Democrats Aim to Reduce Surprise Tax Bills for Jobless
Just in time for tax season, Democratic lawmakers introduced a bill Tuesday to make income taxes a little easier on those who collected unemployment benefits at some point during the pandemic, saving many from what could be a nasty surprise when filing their taxes.
If passed, the law would waive federal income taxes on the first $10,200 in unemployment benefits received in 2020. This would lower federal income taxes for people who received benefits through regular state unemployment programs or any of the unemployment programs established by the federal government as pandemic relief.
Currently, unemployment benefits count as taxable income as far as the IRS, and tax collectors in many states, are concerned, a fact that is little known among taxpayers.
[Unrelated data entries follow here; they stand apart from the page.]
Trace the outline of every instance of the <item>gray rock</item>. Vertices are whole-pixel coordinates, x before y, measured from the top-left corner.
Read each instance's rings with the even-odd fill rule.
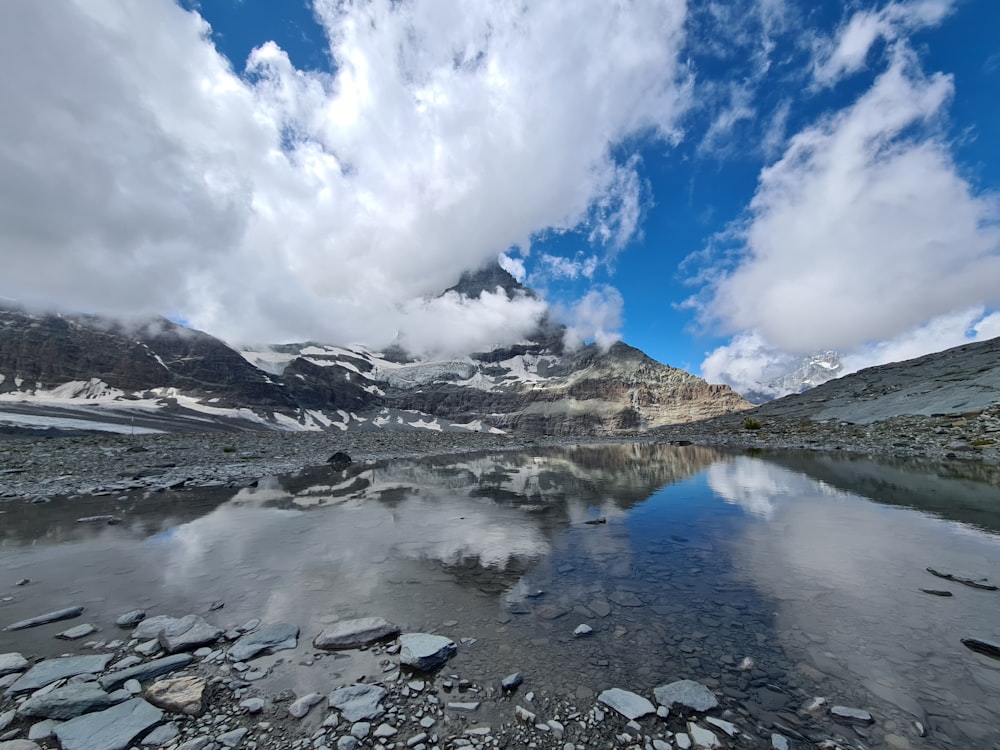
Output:
[[[683,706],[692,711],[710,711],[719,705],[715,695],[700,682],[678,680],[653,689],[656,702],[666,708]]]
[[[246,661],[258,654],[273,654],[295,648],[299,643],[299,628],[287,622],[268,625],[243,635],[229,648],[229,661]]]
[[[79,617],[82,614],[83,607],[67,607],[66,609],[57,609],[55,612],[46,612],[44,615],[29,617],[27,620],[18,620],[17,622],[11,623],[5,627],[4,630],[24,630],[25,628],[34,628],[50,622],[69,620],[74,617]]]
[[[458,653],[453,640],[429,633],[404,633],[399,637],[399,645],[400,663],[421,672],[440,667]]]
[[[144,609],[133,609],[131,612],[126,612],[121,615],[117,620],[115,620],[115,625],[120,628],[131,628],[138,625],[140,622],[146,619],[146,610]]]
[[[309,713],[309,709],[321,700],[323,700],[323,696],[319,693],[309,693],[308,695],[303,695],[301,698],[292,702],[292,705],[288,707],[288,713],[296,719],[301,719]]]
[[[55,735],[63,750],[124,750],[136,736],[162,720],[160,709],[133,698],[60,724]]]
[[[166,745],[168,742],[173,742],[175,739],[180,737],[181,730],[177,727],[174,722],[169,724],[161,724],[152,732],[147,734],[142,738],[142,742],[139,743],[145,747],[158,747],[159,745]]]
[[[191,651],[199,646],[215,643],[221,637],[222,628],[209,625],[198,615],[185,615],[161,630],[157,639],[164,651],[176,654],[178,651]]]
[[[85,638],[91,633],[96,633],[97,628],[91,625],[89,622],[85,622],[82,625],[76,625],[69,630],[64,630],[61,633],[56,633],[56,638],[62,638],[64,641],[75,641],[80,638]]]
[[[382,699],[386,690],[378,685],[347,685],[337,688],[328,696],[330,708],[336,708],[350,722],[377,719],[385,713]]]
[[[236,747],[241,742],[243,738],[247,736],[247,728],[240,727],[239,729],[234,729],[231,732],[226,732],[225,734],[220,734],[217,739],[223,747]]]
[[[190,664],[193,659],[194,657],[191,656],[191,654],[174,654],[173,656],[164,656],[160,659],[147,661],[144,664],[137,664],[136,666],[129,667],[128,669],[121,669],[117,672],[109,672],[100,678],[101,687],[105,690],[117,690],[129,680],[146,682],[154,677],[159,677],[161,675],[169,674],[170,672],[176,672],[178,669],[183,669]]]
[[[75,719],[81,714],[100,711],[112,704],[100,685],[84,682],[33,695],[22,703],[17,711],[22,716],[38,716],[45,719]]]
[[[56,659],[46,659],[33,666],[17,682],[7,688],[6,695],[20,695],[45,687],[49,683],[78,674],[97,674],[102,672],[108,662],[114,658],[111,654],[93,654],[86,656],[61,656]]]
[[[371,643],[395,638],[399,635],[399,626],[393,625],[381,617],[362,617],[357,620],[344,620],[323,629],[323,632],[313,639],[316,648],[328,650],[360,648]]]
[[[28,660],[16,651],[0,654],[0,677],[14,672],[23,672],[27,668]]]
[[[605,706],[613,708],[626,719],[639,719],[643,716],[656,713],[656,707],[641,695],[630,693],[621,688],[611,688],[605,690],[597,700]]]
[[[851,708],[849,706],[833,706],[830,709],[830,716],[837,721],[847,724],[874,724],[872,715],[861,708]]]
There were more than 68 million new unemployment claims after March 21 in 2020, according to Department of Labor statistics, and tax experts expect that millions will see unexpectedly reduced tax refunds, or end up owing money to the IRS.
“Families across the country are struggling to keep a roof over their head, food on the table, and to pay for health care and other necessities,” Sen. Dick Durbin said in a statement. Durbin introduced the bill along with Rep. Cindy Axne. “The bill ... would provide tax relief to unemployed Americans so they can spend their benefits supporting their families and their communities.”
The end-of-year tax bill could be especially heavy for those who collected the $600 weekly unemployment supplement provided by the CARES Act in the spring. Between April and July, 76% of unemployment recipients were eligible to receive more money while on unemployment than they made at their jobs thanks to this benefit, according to an analysis by economists at the Becker Friedman Institute. The proposed bill would waive federal income taxes on 17 weeks’ worth of the additional $600 weekly supplement for those who collected it during that time, though people would still have to pay federal income taxes on the rest of their unemployment benefits.